La nécessaire réduction
des impacts de l’économie sur l’environnement, dans le cadre de l’Accord de
Paris et des règlementations européennes et locales, expose donc
particulièrement les actifs immobiliers au « risque de transition ». A cela
s’ajoute la nécessité de gérer les risques physiques climatiques grandissants,
ainsi que les risques sociaux et de gouvernance. Si les performances
environnementales et sociales des actifs sont de mieux en mieux connues, de
même que le potentiel technique de décarbonation, la capacité à mettre en œuvre
la transformation réside dans la capacité à montrer la faisabilité économique
et financière de celle-ci.
Or, d’après l’étude, les travaux d’amélioration ESG permettraient une amélioration de valeur locative jusqu’à +15%, expliquée notamment par un report des économies de charges, une réduction de
20 à 50% des durées moyennes de relocation ainsi que
la fidélisation des locataires (réduction de la probabilité de départ) et la
sécurisation à long terme des baux. Parallèlement, les taux de rendements
deviennent parfois plus intéressants. Dans les faits, l’amélioration de la
valeur nette d’immeuble découlant de ces investissements, atteint couramment 5
à 10%. C’est donc une démarche potentiellement profitable aussi bien pour
l’investisseur que pour le locataire, qui bénéficiera de l’optimisation des
charges issues des travaux d’adaptation.
Prépondérance des
aspects énergie-carbone
L’intérêt d’une telle
étude pilote montre qu’il est possible de dialoguer plus efficacement avec la
profession de l’expertise immobilière sur les sujets de durabilité : sous
réserve de fournir l’information adéquate sur le profil ESG des biens
immobiliers, les experts en valorisation sont à même de se positionner, et
d’intégrer la composante ESG dans leurs avis de valeurs. Les paramètres ESG
ayant le plus d’influence sur les variables d’expertise sont au moins pour
moitié les performances énergie-carbone. La réduction des consommations
d’énergie, notamment dans le cadre de la conformité décret tertiaire, peut dans
certains cas expliquer plus de 50% de la survaleur.
D’autres sujets plus
techniques sont également regardés de près, comme l’installation de systèmes de
pilotage des bâtiments (GTB), notamment dans le cadre du décret BACS. La mise
en place de sources d’énergie décarbonées (géothermie, pompes à chaleur, photovoltaïque
en toiture etc.) sera également privilégiée pour valoriser un actif immobilier
durable à long terme. Les certifications environnementales continuent également
d’avoir une influence. En outre, l’investisseur et l’expert regarderont actif
par actif la résilience aux risques physiques climatiques.
Dans une moindre
mesure, la mobilité, notamment en lien avec la loi LOM (solutions pour
mobilités douces et vestiaires, bornes de recharge pour les véhicules
électriques), ainsi que l’accessibilité du bâtiment aux transports en commun et
aux personnes en situation de handicap, ont une influence sur la valorisation
ESG. Enfin, d’autres aspects d’attractivité tels que les toits végétalisés et
façades bioclimatiques, la modularité des espaces, l’offre de services (salles
de sport, restauration etc.) seront également pris en compte, tout comme la
gestion de l’eau, des déchets et de la biodiversité.
Cette analyse fine
prend ainsi toute sa légitimité dans un contexte où les investisseurs ne
regardent plus uniquement la conformité réglementaire des produits financiers
(règlement SFDR, label ISR etc.) pour jauger le degré de durabilité des
portefeuilles sous-jacents, mais peuvent descendre sujet par sujet afin
d’évaluer les qualités ESG des actifs : consommation énergétique de l’actif,
empreinte carbone, exposition aux risques climatiques etc.

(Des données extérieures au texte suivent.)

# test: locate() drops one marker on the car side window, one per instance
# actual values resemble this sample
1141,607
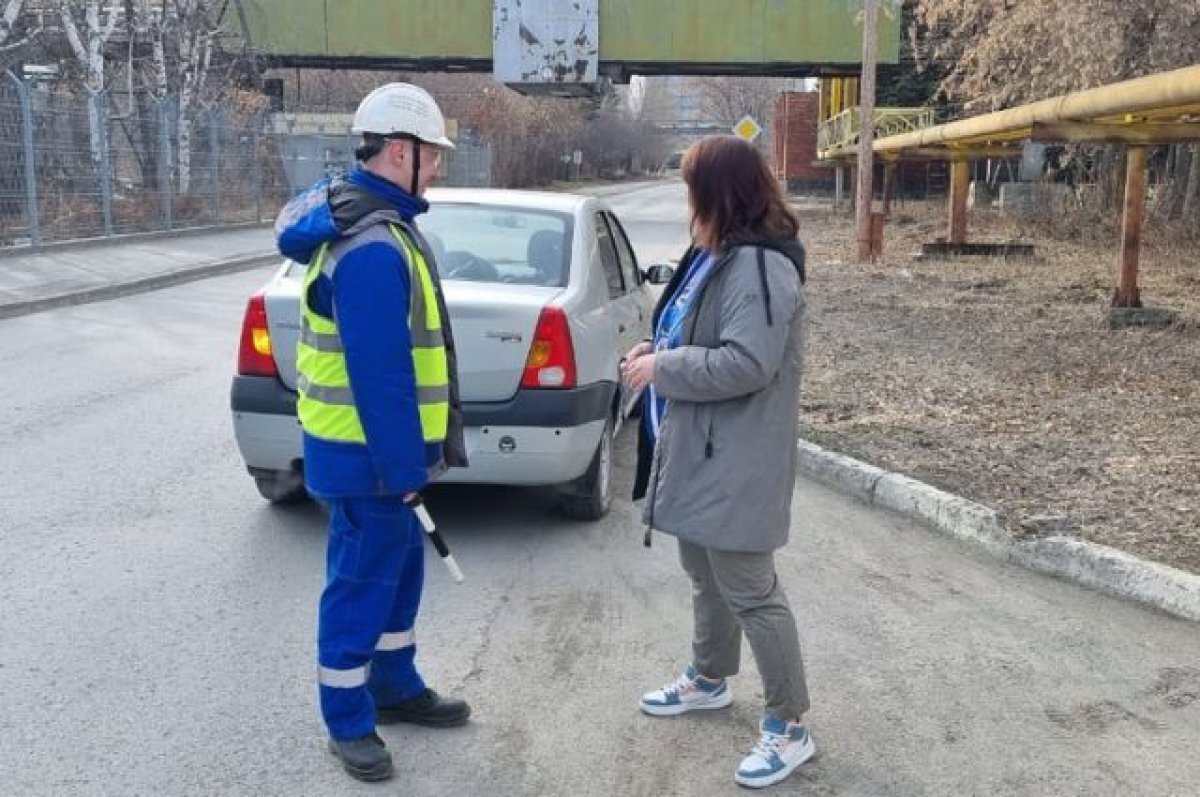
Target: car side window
609,258
624,252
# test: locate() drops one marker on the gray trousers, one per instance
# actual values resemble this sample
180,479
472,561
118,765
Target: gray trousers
735,593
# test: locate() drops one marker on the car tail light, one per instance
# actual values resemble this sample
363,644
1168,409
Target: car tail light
551,361
255,352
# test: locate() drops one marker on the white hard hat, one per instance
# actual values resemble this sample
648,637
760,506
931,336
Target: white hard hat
402,108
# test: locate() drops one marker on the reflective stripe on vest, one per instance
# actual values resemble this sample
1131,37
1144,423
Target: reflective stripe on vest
327,405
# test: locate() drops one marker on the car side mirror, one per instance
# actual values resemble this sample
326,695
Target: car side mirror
659,274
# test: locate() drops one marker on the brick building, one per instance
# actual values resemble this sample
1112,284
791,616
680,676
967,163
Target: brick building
796,143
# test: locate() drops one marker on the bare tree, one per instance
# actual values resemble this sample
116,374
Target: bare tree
12,22
88,31
195,37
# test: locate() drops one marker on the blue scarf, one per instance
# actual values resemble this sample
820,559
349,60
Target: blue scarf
669,334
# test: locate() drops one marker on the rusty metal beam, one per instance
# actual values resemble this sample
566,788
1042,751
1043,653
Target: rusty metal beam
1126,294
1179,88
1146,133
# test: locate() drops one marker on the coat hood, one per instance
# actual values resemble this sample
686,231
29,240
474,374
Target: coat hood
340,208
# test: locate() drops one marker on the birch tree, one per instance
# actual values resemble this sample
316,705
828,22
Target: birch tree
195,37
88,28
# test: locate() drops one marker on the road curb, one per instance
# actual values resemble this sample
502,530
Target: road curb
1085,563
118,289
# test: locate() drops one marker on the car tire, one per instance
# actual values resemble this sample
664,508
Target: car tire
591,496
281,487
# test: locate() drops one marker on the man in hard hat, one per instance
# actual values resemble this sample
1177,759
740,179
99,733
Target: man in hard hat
378,405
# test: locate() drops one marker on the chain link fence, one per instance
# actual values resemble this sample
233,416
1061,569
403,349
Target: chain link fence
88,166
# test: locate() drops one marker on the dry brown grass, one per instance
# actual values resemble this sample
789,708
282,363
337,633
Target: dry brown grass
1001,381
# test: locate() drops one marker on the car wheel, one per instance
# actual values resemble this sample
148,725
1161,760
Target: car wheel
281,487
591,496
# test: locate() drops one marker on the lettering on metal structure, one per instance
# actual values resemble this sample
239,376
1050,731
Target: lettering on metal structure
545,41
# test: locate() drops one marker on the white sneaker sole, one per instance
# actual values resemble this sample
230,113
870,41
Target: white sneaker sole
717,701
762,781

Chez Swiss Life Asset Managers France, nous sommes convaincus que ce constat ouvre des perspectives majeures en ce qui concerne l’évolution des pratiques de modélisation financière et d’expertise immobilière, les paramètres ESG étant de mieux en mieux intégrés dans la rentabilité attendue d’un actif immobilier sur une longue période. Celle-ci résultera des optimisations permises par les transformations réalisées.